Connection Type	Purpose	Notes
Direct Connect	High bandwidth, low latency	Primary link for production SAP traffic
Site-to-Site VPN	Failover / backup	Automatically routes traffic if DX fails
Transit Gateway	Centralized routing	Connects all AWS accounts to on-prem

All SAP workload VPCs connect to the Transit Gateway in the Network Service account.
BGP is used for dynamic routing and redundancy.
Optional redundant DX connections at different locations increase resilience.

Technical Steps for Hybrid Connectivity

Step 1: Set Up AWS Direct Connect (Primary)
Log in to Network Service Account.
Navigate to Direct Connect → Create Connection:

• Location: nearest DX site to on-prem
• Port speed: 1 Gbps or higher
• Connection name: e.g., SAP-Prod-DX

Create Private Virtual Interface (VIF) for SAP workloads.
Configure BGP ASN for routing with on-prem.
Attach VIF to Transit Gateway for all account connectivity.

Step 2: Configure Site-to-Site VPN (Backup)
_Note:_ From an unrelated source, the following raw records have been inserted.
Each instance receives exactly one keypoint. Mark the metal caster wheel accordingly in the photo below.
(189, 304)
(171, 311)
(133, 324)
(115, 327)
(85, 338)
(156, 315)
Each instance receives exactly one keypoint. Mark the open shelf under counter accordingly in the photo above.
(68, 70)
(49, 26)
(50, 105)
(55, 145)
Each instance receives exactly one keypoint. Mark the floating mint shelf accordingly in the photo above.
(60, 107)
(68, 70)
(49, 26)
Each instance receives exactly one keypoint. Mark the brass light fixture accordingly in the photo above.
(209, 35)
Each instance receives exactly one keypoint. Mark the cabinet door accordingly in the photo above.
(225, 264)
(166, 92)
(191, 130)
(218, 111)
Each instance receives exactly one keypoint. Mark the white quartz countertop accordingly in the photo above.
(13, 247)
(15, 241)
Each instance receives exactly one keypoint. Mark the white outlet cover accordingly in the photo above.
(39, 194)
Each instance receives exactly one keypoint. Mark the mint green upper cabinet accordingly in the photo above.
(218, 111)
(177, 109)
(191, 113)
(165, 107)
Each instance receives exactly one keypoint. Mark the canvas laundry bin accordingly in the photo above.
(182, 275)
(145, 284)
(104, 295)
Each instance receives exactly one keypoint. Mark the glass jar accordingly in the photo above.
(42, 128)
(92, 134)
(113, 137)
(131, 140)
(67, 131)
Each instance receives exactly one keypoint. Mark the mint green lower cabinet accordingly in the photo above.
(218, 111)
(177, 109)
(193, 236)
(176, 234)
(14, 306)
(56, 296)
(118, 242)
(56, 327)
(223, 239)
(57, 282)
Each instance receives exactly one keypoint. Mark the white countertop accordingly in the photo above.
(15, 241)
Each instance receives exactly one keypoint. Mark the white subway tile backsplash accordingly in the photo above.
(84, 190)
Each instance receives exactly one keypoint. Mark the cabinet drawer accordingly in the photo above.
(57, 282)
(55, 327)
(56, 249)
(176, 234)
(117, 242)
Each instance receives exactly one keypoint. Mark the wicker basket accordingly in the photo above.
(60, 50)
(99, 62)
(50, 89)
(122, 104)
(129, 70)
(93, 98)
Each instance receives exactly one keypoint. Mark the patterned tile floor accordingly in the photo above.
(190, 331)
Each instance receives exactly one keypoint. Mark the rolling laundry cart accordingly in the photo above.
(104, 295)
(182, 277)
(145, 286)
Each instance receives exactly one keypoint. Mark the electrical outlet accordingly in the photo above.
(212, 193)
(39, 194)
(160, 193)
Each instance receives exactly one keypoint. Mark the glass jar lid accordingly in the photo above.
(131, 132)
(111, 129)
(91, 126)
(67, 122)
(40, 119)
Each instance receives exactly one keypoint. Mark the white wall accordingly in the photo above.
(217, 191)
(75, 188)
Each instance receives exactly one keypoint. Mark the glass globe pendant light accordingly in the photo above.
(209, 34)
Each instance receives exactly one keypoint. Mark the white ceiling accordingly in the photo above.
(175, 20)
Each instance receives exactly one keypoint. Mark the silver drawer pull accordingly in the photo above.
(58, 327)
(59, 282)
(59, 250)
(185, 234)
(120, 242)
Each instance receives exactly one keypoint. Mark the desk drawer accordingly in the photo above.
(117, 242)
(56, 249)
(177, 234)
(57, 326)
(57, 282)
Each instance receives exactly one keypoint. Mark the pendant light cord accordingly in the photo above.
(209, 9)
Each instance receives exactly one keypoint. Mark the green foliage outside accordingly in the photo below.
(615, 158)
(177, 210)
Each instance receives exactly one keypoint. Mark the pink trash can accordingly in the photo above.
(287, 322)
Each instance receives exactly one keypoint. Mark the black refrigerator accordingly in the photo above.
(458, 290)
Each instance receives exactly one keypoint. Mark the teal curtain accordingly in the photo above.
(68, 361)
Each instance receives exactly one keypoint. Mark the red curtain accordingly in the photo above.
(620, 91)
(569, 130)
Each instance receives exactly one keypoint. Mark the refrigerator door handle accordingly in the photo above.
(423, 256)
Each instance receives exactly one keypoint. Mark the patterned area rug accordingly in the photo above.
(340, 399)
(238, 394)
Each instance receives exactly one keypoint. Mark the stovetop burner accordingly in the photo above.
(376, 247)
• Navigate to VPC → Site-to-Site VPN → Create VPN Connection.
• Attach VPN to Transit Gateway.
• Enable BGP routing for automatic failover.
• Test VPN connectivity to ensure proper routing if DX fails.

Step 3: Transit Gateway Routing

TGW acts as a hub connecting:

• All workload VPCs (Prod, Dev, QA, Sandbox)
• Shared Services, Security, and Logging VPCs
• On-premises via DX and VPN
• Update route tables in each VPC to send on-prem traffic to Transit Gateway.

Step 4: Redundancy and Monitoring

• Enable CloudWatch monitoring on DX connection.
• Configure BGP failover for VPN when DX is unavailable.
• Optionally deploy secondary DX connections in another location for additional resilience.

Diagram – Hybrid Connectivity

Transit Gateway (TGW)

• Centralizes routing between AWS accounts and on-premises network
• Simplifies multi-VPC and multi-region connectivity

On-Prem Connectivity

• Direct Connect: Primary, low-latency, high-bandwidth link
• Site-to-Site VPN: Backup/failover connectivity

Workload VPCs

• Prod, Dev, QA, Sandbox each in dedicated CIDR
• Private subnets host SAP workloads and connect via TGW to on-prem

Shared Services, Security, Logging VPCs

• Centralized services for CI/CD, monitoring, auditing, and security
• Connected via TGW for all AWS workloads

Notes and Best Practices

• Ensures low-latency, high-bandwidth connectivity for SAP workloads.
• Backup VPN provides business continuity if DX fails.
• Transit Gateway reduces complex peering management across accounts and VPCs.
• BGP dynamic routing ensures automatic failover and redundancy.
• Monitor DX and VPN using CloudWatch to detect issues early.